The protection for intellectual property, granting the exclusive right to someone to use, sell, or manufacture an invention for a certain period of time. A patent is a term that has been used for many centuries, and applies to both physical inventions as well as intellectual property.
A patent does not give the right to produce and sell a product; rather it gives the right to ban others from producing an item or a piece of your own intellectual property for their own monetary gain. The time span for a patent varies but is usually twenty years from the time of the invention of the item or property.
Patents are granted by governments to inventors as a way to keep others from using, making or selling the invention for a given period of time. It’s a way to protect the intellectual rights and properties of inventors, and ensure that others aren’t compensated for their work and efforts.
Once a patent is issued on an invention it makes that invention the sole property of the inventor, and like any other form of property it can be leased, hired out, and even sold outright. Patents are territorial in nature, so U.K. patents only give holders rights in the U.K., while U.S. patents give holders rights in the U.S. Patent law can differ from jurisdiction to jurisdiction. The following information about patents is applicable to U.K. law:
In order to secure a patent, your invention must:
- Be something completely new that has never been made publically available anywhere in the world prior to the patent application date.
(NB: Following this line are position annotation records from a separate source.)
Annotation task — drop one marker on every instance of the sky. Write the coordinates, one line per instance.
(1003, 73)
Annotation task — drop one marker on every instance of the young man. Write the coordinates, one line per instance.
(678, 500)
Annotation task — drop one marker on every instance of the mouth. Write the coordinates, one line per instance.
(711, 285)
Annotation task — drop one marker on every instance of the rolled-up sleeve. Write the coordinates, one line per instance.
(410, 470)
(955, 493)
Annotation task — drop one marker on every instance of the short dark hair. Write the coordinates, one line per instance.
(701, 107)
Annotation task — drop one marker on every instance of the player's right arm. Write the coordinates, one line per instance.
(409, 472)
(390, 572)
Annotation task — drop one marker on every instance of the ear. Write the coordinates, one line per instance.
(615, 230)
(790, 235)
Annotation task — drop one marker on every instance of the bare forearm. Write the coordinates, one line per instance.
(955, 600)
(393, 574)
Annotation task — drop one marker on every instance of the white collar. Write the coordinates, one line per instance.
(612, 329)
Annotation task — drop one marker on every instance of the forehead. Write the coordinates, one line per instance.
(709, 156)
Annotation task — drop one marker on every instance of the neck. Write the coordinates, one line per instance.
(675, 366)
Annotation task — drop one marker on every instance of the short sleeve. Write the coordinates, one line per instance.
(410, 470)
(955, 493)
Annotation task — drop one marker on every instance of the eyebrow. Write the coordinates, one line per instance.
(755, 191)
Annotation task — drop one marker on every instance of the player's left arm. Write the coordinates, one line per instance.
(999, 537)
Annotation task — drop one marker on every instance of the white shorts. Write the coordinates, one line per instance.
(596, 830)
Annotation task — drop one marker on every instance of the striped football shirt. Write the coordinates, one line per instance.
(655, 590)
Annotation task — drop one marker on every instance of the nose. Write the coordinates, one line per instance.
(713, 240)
- Include something novel and unique that would not be obvious to someone with in-depth knowledge of the field in which the invention is created.
- Have some application for industry. It must be able to be used in some form in an industry, whether than means it is a complete device, a new material, or a process that improves some industrial operational method.
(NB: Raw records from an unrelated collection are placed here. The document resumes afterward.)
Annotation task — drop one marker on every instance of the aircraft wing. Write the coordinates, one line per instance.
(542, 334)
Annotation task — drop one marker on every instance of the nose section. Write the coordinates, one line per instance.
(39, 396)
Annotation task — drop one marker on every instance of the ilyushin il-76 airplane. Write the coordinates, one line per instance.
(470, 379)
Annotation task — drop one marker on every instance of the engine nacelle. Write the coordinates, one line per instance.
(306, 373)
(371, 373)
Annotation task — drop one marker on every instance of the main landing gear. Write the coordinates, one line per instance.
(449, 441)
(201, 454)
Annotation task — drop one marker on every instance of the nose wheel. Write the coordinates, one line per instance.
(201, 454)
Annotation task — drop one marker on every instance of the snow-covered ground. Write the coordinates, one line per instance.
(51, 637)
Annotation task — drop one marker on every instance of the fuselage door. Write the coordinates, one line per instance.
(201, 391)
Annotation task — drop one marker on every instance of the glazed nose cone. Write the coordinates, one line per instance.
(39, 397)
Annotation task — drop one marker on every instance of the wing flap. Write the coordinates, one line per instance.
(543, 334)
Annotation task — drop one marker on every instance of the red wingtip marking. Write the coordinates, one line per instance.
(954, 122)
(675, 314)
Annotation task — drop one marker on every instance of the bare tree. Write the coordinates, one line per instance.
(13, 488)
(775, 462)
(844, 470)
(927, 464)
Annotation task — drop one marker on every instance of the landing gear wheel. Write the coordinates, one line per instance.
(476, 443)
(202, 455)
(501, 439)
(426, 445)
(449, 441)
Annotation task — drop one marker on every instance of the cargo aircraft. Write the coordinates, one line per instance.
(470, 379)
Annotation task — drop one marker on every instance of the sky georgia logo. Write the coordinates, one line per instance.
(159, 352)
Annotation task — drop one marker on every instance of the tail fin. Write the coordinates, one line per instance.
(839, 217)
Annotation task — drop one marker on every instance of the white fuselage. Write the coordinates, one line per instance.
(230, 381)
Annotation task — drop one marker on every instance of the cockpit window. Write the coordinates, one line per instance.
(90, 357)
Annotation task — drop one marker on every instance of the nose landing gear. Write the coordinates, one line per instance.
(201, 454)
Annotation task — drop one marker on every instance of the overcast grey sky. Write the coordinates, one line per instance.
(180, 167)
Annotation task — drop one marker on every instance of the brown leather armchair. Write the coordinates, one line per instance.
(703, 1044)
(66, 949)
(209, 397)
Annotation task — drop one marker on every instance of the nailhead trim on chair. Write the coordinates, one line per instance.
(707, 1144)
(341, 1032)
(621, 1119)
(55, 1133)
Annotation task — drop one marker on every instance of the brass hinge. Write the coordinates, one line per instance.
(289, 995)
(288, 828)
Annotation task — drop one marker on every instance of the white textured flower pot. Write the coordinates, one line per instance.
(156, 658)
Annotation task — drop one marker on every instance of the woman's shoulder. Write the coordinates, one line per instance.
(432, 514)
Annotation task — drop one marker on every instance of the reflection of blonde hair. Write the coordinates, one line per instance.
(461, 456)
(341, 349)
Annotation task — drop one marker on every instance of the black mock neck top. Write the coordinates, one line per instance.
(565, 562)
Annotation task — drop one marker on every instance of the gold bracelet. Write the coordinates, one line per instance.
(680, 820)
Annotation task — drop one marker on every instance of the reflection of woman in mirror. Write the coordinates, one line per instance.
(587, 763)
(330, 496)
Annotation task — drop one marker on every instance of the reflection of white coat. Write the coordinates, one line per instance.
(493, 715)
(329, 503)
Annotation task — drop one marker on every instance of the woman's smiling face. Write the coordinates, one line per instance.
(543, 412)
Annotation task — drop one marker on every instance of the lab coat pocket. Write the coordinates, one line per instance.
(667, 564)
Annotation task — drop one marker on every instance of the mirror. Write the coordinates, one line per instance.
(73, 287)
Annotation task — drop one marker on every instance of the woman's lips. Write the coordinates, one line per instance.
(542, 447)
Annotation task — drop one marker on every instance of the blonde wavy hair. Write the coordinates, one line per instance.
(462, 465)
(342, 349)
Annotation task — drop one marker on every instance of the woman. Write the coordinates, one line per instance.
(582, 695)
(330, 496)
An invention cannot receive a patent if it is:
- A scientific theory or mathematical method;
- A computer program or method of presenting information;
- An artistic creation such as a literary work, drama, or visual art;
- A discovery of some natural phenomena;
- A scheme for doing business, playing a game, or performing some other mental act.
In addition to the above determining factors, it is also not possible to receive a patent for a new medical procedure, therapy or diagnosis method, nor is it possible to patent a new type of plant.
The rights of Inventors under Patents
A patent is a legal means to stop others from using your inventions. Or it allows you to license the invention for use by others. Because it is a legal construct it also allows for legal action against those who might use the invention without your permission, including claiming damages. A patent must be obtained prior to putting the invention to work, once it is part of the public realm it is not possible to patent it. Perhaps most importantly, the Intellectual Property Office does not provide any insurance against others using your invention, it is the inventor or owners responsibility to ensure the patented invention is not being infringed on.